Failed takeover deals can and do happen for various reasons.
Why takeover deals fail
Some deals are killed off quickly by the company giving a negative answer as soon as they let their shareholders know. Others are killed off by shareholders – either by vote or one or two large shareholders publicly expressing opposition to the deal are enough. Others still are blocked by regulators, most notably by the Australian Competition and Consumer Commission (ACCC) or Foreign Investment Review Board (FIRB) in Australia. The ACCC may block a deal out of fears the takeover will lessen competition in the market, while the FIRB may conclude the deal is not in the ‘national interest’. Finally, some fail because either the bidder or target company just run out of patience to get a deal done and one of them walks away.
At the end of each year, there will always be a list of deals that succeeded, and others that failed for one of the above reasons. In this article, we recap 4 of the most notable deals that failed.
4 failed takeover deals in 2023
Suncorp (ASX:SUN) and ANZ (ASX:ANZ)
This bid was not ANZ trying to buy the entire Suncorp Bank, it was just a bid for Suncorp’s retail banking arm. ANZ proposed paying A$4.9bn, in a deal representing a P/E of 13.8x before synergies, 9.3x after synergies and a 1.3x P/B.
ANZ believed the deal would give it a greater market share in Queensland, a state that at the time of the bid recorded better economic growth, better workforce participation and more interstate migration than any other Australian state or territory. As for Suncorp, the bid would allow them to focus solely on its lucrative insurance business.
Unfortunately, the ACCC blocked the bid in August thinking it would lessen competition. This saga is not entirely over, with ANZ launching an appeal back in November. Any reversal of the decision would not happen until CY24, so this failed bid makes our list at the end of CY23.
Australian Clinical Labs (ASX:ACL) and Healius (ASX:HLS)
9 months from when the bid was first made, the deal was formally killed off by the ACCC in December. Healius and ACL were the second and third largest pathology players in the market (and listed stocks) behind Sonic Healthcare (ASX:SHL). ACL wanted to buy Healius to usurp Sonic’s position and thought it Healius’ financial and operational struggles meant it could buy that company at a lower price than it otherwise would have.

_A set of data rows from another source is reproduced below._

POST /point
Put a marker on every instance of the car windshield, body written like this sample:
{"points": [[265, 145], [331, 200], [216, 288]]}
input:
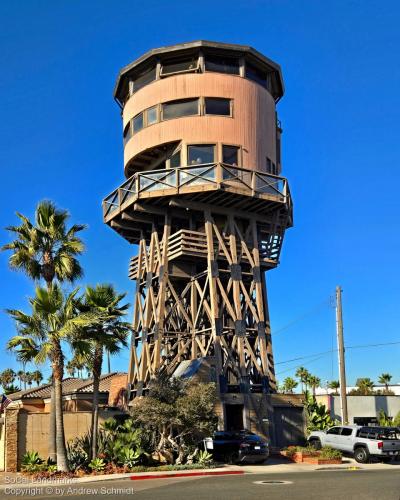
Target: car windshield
{"points": [[382, 433], [389, 434]]}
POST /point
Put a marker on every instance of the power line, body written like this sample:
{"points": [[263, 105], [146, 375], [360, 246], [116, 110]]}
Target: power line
{"points": [[321, 305], [298, 366], [305, 357], [335, 350], [371, 345]]}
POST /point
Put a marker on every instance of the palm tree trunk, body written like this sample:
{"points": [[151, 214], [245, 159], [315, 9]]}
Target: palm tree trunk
{"points": [[52, 426], [58, 372], [97, 363]]}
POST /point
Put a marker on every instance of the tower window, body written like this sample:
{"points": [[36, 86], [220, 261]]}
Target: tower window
{"points": [[217, 106], [222, 64], [271, 167], [200, 154], [143, 79], [176, 109], [175, 160], [127, 132], [230, 155], [255, 74], [152, 115], [138, 122], [179, 65]]}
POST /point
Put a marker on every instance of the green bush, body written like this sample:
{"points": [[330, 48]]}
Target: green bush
{"points": [[327, 452], [31, 462], [204, 458], [97, 465]]}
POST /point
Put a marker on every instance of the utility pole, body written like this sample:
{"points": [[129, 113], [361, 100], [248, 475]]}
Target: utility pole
{"points": [[342, 367]]}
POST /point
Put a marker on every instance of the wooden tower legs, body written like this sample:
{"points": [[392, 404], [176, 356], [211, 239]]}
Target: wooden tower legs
{"points": [[201, 294]]}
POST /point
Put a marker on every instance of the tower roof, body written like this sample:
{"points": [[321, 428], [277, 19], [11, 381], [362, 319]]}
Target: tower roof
{"points": [[216, 47]]}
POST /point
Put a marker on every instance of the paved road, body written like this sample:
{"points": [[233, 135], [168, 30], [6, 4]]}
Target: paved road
{"points": [[317, 485]]}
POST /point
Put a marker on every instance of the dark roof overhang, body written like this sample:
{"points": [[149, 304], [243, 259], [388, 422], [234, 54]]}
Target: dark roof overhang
{"points": [[156, 54]]}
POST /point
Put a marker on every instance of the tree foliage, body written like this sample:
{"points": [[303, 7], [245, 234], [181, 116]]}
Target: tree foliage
{"points": [[178, 415]]}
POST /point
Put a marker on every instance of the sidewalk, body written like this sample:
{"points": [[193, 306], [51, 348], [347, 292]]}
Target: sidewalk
{"points": [[280, 465], [273, 466]]}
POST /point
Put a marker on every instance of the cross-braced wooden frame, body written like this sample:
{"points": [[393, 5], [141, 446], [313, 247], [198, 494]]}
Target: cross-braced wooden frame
{"points": [[218, 309]]}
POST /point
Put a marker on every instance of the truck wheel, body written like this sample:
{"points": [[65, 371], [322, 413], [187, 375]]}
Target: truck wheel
{"points": [[315, 443], [361, 455]]}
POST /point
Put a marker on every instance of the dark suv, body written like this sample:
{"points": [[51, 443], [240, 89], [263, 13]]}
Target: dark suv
{"points": [[237, 447]]}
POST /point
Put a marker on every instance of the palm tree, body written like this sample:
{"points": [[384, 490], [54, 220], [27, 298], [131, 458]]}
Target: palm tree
{"points": [[47, 249], [29, 379], [37, 377], [385, 379], [7, 378], [303, 374], [334, 384], [365, 386], [109, 335], [314, 382], [289, 384], [70, 368], [20, 377], [54, 319]]}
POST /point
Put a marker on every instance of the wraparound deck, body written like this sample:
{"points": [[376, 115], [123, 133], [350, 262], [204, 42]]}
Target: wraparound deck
{"points": [[254, 188]]}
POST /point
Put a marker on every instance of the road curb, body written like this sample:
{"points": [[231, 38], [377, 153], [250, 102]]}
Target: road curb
{"points": [[187, 474]]}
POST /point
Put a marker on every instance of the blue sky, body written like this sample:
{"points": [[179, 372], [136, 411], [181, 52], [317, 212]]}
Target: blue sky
{"points": [[61, 139]]}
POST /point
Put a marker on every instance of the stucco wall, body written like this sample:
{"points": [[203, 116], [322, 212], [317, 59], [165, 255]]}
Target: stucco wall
{"points": [[2, 442], [362, 406], [33, 429]]}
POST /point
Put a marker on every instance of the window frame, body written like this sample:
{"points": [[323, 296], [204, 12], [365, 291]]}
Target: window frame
{"points": [[179, 72], [133, 122], [239, 148], [127, 129], [218, 98], [132, 89], [163, 119], [200, 144], [215, 55], [146, 112]]}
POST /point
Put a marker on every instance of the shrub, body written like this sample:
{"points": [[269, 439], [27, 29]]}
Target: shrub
{"points": [[204, 458], [129, 457], [97, 465], [76, 455], [31, 462], [329, 453]]}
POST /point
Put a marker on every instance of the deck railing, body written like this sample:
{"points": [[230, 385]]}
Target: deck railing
{"points": [[183, 179]]}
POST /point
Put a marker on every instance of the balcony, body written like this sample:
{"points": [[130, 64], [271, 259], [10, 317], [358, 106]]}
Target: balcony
{"points": [[193, 244], [240, 188]]}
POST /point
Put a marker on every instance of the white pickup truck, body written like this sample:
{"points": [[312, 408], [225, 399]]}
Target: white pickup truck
{"points": [[362, 442]]}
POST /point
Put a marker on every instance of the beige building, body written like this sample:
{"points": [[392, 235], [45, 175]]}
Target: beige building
{"points": [[24, 426]]}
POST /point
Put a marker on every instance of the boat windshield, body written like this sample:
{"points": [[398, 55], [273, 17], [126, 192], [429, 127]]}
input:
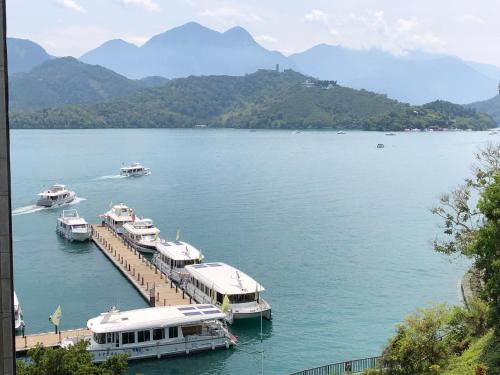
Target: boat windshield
{"points": [[243, 298]]}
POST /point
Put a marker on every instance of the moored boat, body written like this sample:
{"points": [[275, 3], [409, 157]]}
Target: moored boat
{"points": [[57, 195], [172, 258], [134, 170], [142, 234], [18, 314], [73, 227], [156, 332], [217, 282], [117, 216]]}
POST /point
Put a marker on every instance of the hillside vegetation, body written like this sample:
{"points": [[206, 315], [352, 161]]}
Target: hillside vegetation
{"points": [[491, 107], [265, 99]]}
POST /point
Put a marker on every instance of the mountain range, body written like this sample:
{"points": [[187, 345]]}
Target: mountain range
{"points": [[62, 81], [266, 99], [193, 49]]}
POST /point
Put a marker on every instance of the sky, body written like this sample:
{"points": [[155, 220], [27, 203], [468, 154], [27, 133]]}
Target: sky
{"points": [[468, 29]]}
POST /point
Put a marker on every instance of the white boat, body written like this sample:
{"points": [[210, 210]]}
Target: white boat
{"points": [[134, 170], [18, 314], [73, 227], [57, 195], [155, 332], [142, 234], [172, 257], [213, 282], [117, 216]]}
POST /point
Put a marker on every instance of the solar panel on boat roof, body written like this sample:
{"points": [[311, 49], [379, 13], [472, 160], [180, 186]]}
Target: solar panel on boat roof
{"points": [[186, 308], [190, 313], [199, 266]]}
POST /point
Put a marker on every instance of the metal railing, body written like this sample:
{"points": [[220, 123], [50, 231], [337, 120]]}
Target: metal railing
{"points": [[341, 368]]}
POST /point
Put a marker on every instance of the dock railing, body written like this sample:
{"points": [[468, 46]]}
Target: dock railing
{"points": [[355, 366]]}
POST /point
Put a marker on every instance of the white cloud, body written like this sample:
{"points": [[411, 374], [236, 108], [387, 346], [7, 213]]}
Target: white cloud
{"points": [[145, 4], [470, 20], [234, 14], [70, 4], [373, 29], [316, 15], [266, 39]]}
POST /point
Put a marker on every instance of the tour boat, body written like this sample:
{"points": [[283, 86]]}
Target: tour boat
{"points": [[134, 170], [172, 257], [73, 227], [57, 195], [142, 234], [213, 282], [156, 332], [18, 314], [117, 216]]}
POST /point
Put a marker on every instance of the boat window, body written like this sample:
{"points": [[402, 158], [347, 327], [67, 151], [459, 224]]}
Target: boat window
{"points": [[143, 336], [191, 330], [100, 338], [173, 332], [243, 298], [158, 334], [128, 338]]}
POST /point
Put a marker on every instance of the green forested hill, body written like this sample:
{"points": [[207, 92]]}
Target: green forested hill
{"points": [[491, 107], [265, 99], [63, 81]]}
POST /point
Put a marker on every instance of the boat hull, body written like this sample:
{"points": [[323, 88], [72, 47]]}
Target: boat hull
{"points": [[167, 349], [44, 202]]}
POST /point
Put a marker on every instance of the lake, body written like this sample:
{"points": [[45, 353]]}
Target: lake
{"points": [[338, 231]]}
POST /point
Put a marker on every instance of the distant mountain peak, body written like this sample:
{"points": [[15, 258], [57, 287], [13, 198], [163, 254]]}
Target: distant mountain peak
{"points": [[238, 34]]}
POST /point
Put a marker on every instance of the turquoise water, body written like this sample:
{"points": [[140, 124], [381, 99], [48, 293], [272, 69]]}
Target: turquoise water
{"points": [[337, 230]]}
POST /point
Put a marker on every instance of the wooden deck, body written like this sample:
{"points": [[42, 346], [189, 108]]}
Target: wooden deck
{"points": [[48, 339], [153, 286]]}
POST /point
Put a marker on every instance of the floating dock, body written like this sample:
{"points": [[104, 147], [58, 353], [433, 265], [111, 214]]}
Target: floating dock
{"points": [[156, 288]]}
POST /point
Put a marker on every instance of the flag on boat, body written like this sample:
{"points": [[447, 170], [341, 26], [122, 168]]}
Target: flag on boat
{"points": [[225, 304], [55, 318]]}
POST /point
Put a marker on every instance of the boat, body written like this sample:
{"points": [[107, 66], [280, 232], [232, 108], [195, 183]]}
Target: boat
{"points": [[73, 227], [134, 170], [214, 282], [142, 234], [57, 195], [117, 216], [155, 332], [172, 257], [18, 314]]}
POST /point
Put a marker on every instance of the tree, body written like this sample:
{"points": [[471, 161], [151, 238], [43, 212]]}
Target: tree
{"points": [[473, 230], [75, 360]]}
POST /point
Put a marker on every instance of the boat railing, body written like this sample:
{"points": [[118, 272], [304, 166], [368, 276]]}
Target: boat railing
{"points": [[340, 368]]}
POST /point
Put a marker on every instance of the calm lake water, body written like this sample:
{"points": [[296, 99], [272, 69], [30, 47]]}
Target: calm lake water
{"points": [[337, 230]]}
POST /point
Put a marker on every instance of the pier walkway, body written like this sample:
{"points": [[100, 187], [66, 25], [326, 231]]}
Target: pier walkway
{"points": [[48, 339], [153, 286]]}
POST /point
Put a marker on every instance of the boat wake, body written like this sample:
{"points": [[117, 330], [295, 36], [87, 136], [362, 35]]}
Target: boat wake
{"points": [[111, 177], [34, 208]]}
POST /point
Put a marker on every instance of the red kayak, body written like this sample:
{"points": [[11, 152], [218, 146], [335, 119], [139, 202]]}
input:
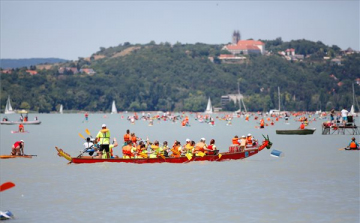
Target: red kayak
{"points": [[183, 159]]}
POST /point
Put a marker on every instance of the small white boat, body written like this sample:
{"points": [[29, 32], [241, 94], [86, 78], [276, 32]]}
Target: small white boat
{"points": [[113, 108], [8, 108]]}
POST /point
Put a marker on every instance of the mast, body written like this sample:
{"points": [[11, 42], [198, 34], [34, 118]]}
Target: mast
{"points": [[279, 97], [239, 96]]}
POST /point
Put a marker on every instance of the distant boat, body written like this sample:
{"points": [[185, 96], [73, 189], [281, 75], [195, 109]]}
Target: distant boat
{"points": [[61, 109], [209, 109], [8, 108], [296, 132], [113, 108]]}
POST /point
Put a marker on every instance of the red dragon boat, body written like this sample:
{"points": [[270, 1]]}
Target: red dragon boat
{"points": [[236, 155]]}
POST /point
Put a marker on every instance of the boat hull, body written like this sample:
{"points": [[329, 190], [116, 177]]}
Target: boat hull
{"points": [[183, 159], [12, 157], [296, 132], [18, 122]]}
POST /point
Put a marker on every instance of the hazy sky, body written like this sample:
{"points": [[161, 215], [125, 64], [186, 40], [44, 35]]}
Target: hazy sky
{"points": [[72, 29]]}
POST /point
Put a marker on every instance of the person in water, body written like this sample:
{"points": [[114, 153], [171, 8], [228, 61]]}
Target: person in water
{"points": [[353, 144], [18, 148], [103, 138]]}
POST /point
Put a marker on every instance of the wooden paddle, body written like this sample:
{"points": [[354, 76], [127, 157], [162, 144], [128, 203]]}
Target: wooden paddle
{"points": [[6, 186]]}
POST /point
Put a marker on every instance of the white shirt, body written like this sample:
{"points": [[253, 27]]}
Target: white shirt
{"points": [[344, 113], [88, 145]]}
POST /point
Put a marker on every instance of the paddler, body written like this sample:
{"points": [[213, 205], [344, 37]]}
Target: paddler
{"points": [[353, 144], [127, 137], [103, 138], [21, 128], [111, 146], [200, 146], [18, 148]]}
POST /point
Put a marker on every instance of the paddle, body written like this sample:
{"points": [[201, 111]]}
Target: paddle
{"points": [[81, 136], [6, 186]]}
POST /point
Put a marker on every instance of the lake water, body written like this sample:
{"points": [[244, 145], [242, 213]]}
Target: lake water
{"points": [[313, 182]]}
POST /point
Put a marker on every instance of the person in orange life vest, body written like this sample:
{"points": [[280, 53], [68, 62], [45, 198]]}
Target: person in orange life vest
{"points": [[249, 139], [235, 140], [103, 138], [200, 146], [18, 148], [242, 143], [353, 144], [134, 139], [262, 123], [127, 137], [302, 125], [21, 128], [176, 149], [210, 150], [127, 151]]}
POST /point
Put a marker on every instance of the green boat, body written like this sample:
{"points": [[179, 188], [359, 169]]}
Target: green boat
{"points": [[296, 132]]}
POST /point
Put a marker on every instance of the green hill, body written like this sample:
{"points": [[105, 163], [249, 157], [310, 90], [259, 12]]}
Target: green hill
{"points": [[181, 77]]}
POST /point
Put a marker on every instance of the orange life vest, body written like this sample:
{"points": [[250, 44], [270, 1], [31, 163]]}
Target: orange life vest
{"points": [[126, 138], [235, 141], [249, 140], [353, 145], [199, 147], [127, 150]]}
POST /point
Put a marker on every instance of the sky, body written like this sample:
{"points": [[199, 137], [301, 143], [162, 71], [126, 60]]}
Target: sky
{"points": [[72, 29]]}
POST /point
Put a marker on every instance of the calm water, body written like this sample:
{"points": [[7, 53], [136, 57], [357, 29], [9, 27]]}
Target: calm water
{"points": [[313, 182]]}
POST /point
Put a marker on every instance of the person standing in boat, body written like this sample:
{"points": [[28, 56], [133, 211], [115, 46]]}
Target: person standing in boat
{"points": [[302, 125], [344, 114], [18, 148], [21, 128], [103, 138], [353, 144]]}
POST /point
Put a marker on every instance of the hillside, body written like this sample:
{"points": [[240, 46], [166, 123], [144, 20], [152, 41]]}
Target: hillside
{"points": [[181, 77], [17, 63]]}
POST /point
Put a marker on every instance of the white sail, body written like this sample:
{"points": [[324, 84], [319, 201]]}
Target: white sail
{"points": [[8, 108], [113, 108], [209, 107], [61, 109]]}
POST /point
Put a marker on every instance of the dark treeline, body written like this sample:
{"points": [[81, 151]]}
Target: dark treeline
{"points": [[181, 77]]}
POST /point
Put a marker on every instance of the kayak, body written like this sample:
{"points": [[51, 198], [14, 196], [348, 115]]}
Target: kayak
{"points": [[19, 132], [37, 122], [225, 156], [296, 132], [12, 156]]}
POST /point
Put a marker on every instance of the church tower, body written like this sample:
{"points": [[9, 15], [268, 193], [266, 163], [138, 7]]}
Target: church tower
{"points": [[236, 37]]}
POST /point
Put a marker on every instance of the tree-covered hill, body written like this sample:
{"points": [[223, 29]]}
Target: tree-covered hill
{"points": [[181, 77], [17, 63]]}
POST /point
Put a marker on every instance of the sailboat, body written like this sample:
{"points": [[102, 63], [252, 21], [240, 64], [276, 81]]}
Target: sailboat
{"points": [[209, 109], [241, 101], [113, 108], [8, 108], [274, 111]]}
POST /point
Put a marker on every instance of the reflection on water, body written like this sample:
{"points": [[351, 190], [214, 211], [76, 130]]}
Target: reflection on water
{"points": [[313, 182]]}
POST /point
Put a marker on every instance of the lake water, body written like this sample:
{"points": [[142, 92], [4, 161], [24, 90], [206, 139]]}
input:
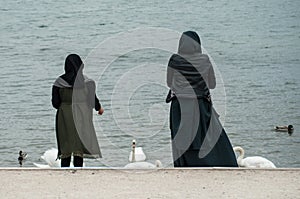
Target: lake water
{"points": [[255, 47]]}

The deal was doomed from the start when Perpetual and John Wylie’s Tanarra Capital came out against the deal – the pair held over 20% of HLS shares. In mid-July, the ACCC made an interim ruling, raising 30 pages worth of issues, commencing with competition concerns. ACL refused to give up, telling investors it would work with the ACCC to try and soothe the latter’s concerns. How exactly was not made clear, although some ideas could have included offloading certain centres.
On December 15, the ACCC gave its final ruling, saying no to the deal on the basis that it would lessen competition, given the pair would operate over 50% of approved centres and in some regions would have a monopoly.
This US$12bn takeover offer from Canada’s Brookfield and the US-based MidOcean was (sort of) killed off by shareholders. We say sort of because a majority voted for the deal – 69% to be exact. Unfortunately, it was short of the 75% threshold required.
Origin’s situation was eerily similar to AGL Energy’s saga last year, in the sense that Origin faced a huge capex bill to transition to a less carbon intense future. Only differences are that Mike Cannon-Brookes stayed out of this one and that this saga has not claimed the scalp of the board – yet.
It looked like this one was a done deal. American miner Albemarle made an A$6.6bn bid for Liontown. Then Gina Rinehart bought a significant stake in the company, giving rise to hope that there might be a bidding war that would end with the company snapped up, by one party or the other. Albemarle’s bid was suddenly withdrawn after the latter’s due diligence and Gina Rinehart is yet to move on the company.
Given first production is expected in CY24 and its Mineral Resource Estimate of 156Mt at 1.4% lithium, we wouldn’t be surprised to see M&A interest in this one in the coming months. We admit that capex is a concern, although the bulk of funding can come from within the company’s own cash reserves.